Walt Disney died in 1966.
Most people don’t remember how truly terrible Disney’s movies were in the 1970s. I mean, they were concisely rotten movies. People kept going to them because of their memories from the 1960s movies. But disappointment was inevitable.
Even projects underway, such as Pirates of the Caribbean and the Haunted Mansion stalled in their opening for half a decade.
Then, EPCOT came out in 1982. This sterile facility had massive corporate structures, designed to be high-volume capacity and impersonal. EPCOT’s was a perfect reflection of sterile, corporate, unimaginative thinking present in Disney.

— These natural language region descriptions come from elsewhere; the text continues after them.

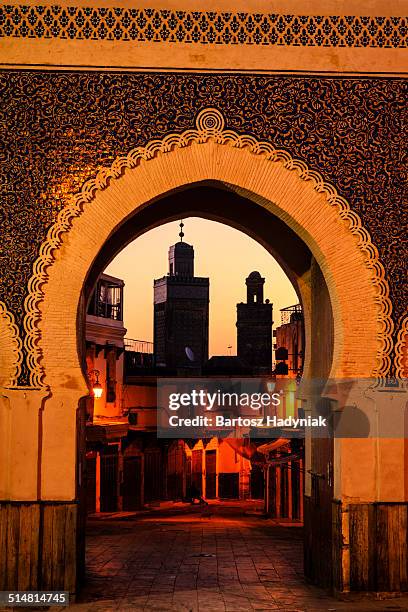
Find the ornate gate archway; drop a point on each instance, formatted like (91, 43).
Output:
(273, 180)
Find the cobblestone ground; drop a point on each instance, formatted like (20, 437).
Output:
(185, 560)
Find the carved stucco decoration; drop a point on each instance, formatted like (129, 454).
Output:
(209, 125)
(10, 348)
(201, 27)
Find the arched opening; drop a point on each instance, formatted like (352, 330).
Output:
(212, 201)
(331, 262)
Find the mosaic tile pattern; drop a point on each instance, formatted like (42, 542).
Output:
(58, 128)
(220, 28)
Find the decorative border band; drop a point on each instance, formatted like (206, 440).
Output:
(205, 27)
(400, 355)
(14, 339)
(209, 125)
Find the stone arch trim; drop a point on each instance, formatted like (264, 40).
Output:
(10, 348)
(210, 128)
(401, 351)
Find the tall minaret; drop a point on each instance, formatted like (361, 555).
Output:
(254, 327)
(181, 312)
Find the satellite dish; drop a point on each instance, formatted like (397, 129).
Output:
(189, 353)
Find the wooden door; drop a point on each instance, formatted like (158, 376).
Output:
(211, 474)
(90, 485)
(228, 486)
(197, 469)
(257, 482)
(153, 475)
(132, 482)
(109, 482)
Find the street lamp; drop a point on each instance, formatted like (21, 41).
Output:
(97, 388)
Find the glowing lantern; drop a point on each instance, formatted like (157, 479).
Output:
(97, 388)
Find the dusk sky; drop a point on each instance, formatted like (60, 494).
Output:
(222, 253)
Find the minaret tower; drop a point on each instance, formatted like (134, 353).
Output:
(181, 302)
(254, 327)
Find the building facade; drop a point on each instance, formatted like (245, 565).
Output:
(295, 117)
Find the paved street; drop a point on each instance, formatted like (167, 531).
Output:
(184, 560)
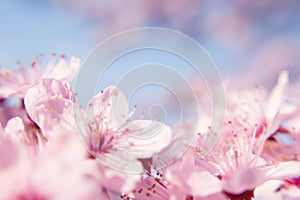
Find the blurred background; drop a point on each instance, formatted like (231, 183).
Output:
(242, 37)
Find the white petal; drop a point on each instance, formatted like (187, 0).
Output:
(145, 138)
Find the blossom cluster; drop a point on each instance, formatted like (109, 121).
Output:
(53, 148)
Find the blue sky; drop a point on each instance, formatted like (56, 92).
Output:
(28, 28)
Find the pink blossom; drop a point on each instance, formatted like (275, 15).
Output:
(16, 84)
(60, 171)
(115, 140)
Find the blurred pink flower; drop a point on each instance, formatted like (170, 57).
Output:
(16, 84)
(60, 171)
(110, 136)
(50, 105)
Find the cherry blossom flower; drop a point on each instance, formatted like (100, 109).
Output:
(113, 139)
(16, 84)
(60, 171)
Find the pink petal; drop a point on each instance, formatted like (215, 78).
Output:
(145, 138)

Then, management at Disney changed in the 1980s. Not Eisner (who gets much of the credit) but Frank Wells…an inspired and creative individual recruited to Disney by him. Disney rebounded once again…not from Eisner (who simply raised park admission prices) but because of creativity.
I see Disney’s history as almost exactly matching that of Apple and Steve Job’s death.
It comes as no surprise that Apple management is disappointed by the progress of Apple’s car (Project Titan.) It comes as no surprise that the iPhone 6 isn’t as classy looking as the iPhone 5. And, it comes as no surprise that I no longer stand in line for new Apple products. My upgrade frequency has slowed.
Even Apple’s keynotes have gotten both boring and longer. They used to be a tight, riveting 60 minutes. They were entertaining and surprising, and if you had to go to the bathroom while watching you would miss something exciting. Today, they drone on and on while they try to hype things by using superlatives.
After Walt’s death, Roy Disney (Walt’s brother) took over operations. Like Tim Cook he was an operations man. Largely devoid of innovation, he droned on while never really understanding how creativity was what was exciting. Disney had labor problems under Roy as well.
The more I think of Walt Disney’s death and the Disney company the more I realize it is very analogous to Steve Job’s death and Tim Cook. Tim has a knack for wringing the excitement out of things.
My wife is an excellent judge of trends and of what is classy. She instinctively picks up on things. And she declares that the iPhone 5 is classy and the iPhone 6 is not. End of story. I rest my case.
The future for Apple is, I fear, bleak. And, i worry for my Apple stock’s long term value.